# What do you use to clean your engine?



## fastmode (Nov 25, 2003)

My engine is dirty. Everything visible under the hood is just plain nasty. I have heard of pressure washing it but I don't want to mess something up so I'm wondering if there are any products being sold that take all the grease off easily. I would really appreciate that help. Thanks.


----------



## Blank (Aug 21, 2003)

fastmode said:


> My engine is dirty. Everything visible under the hood is just plain nasty. I have heard of pressure washing it but I don't want to mess something up so I'm wondering if there are any products being sold that take all the grease off easily. I would really appreciate that help. Thanks.


 you can pressure wash it, just cover the battery, alternator and other electrical parts, and dont get all up in that shit, be gentle, keep the spray constant from a few feet away, and pre soak with a light degreasing solutioin diluted in water... afterwards you can spray diluted tire shine onto some of the black plastic components to make them look nice and new... thats what we did at the dealership for every car that passes through...


----------



## Slayer2003 (Jun 4, 2003)

.....hope what happens to me doesnt happen to you.....

spend all day cleaning, degreasing, and stuff, only to find out that everything that had dirt on it had rusted :-/

....nm, you live in ari, rust, whats that?


----------



## sethwas (Apr 30, 2002)

Gunk engine degreaser to start.
Then hose it off.
then Griots engine cleaner.
Then hose that off.
Finally Griots engine shine. That last stuff is what makes all the difference.
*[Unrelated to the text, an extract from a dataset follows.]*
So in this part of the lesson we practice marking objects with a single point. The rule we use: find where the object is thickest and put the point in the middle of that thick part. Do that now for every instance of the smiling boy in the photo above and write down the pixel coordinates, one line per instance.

Oh yeah, armor all on all hoses.

Seth


----------



## samo (Apr 30, 2002)

Nothing but soap and water.


----------



## NotAnotherHonda (Aug 7, 2003)

degreaser and a rag


----------



## Exalta (Jan 21, 2003)

Diesel.
-Put in a water sprayer/mister (the type you use for household plants)
-spray away!
-hose down with water


----------



## fastmode (Nov 25, 2003)

Thanks guys. I bought some of that Gunk Degreaser and it made significant difference. When I get a chance I'm going to get it pressure washed. What do you guys use to cover the electrical parts. I"m thinking of using plastic bags, what do you guys think?


----------



## B11sleeper (Oct 15, 2003)

Formula 409, brass wire brush, nylon brush... it really works well on grease and won't get your neighbors calling the cops for pouring hazardous waste on the ground.


----------



## Blank (Aug 21, 2003)

fastmode said:


> Thanks guys. I bought some of that Gunk Degreaser and it made significant difference. When I get a chance I'm going to get it pressure washed. What do you guys use to cover the electrical parts. I"m thinking of using plastic bags, what do you guys think?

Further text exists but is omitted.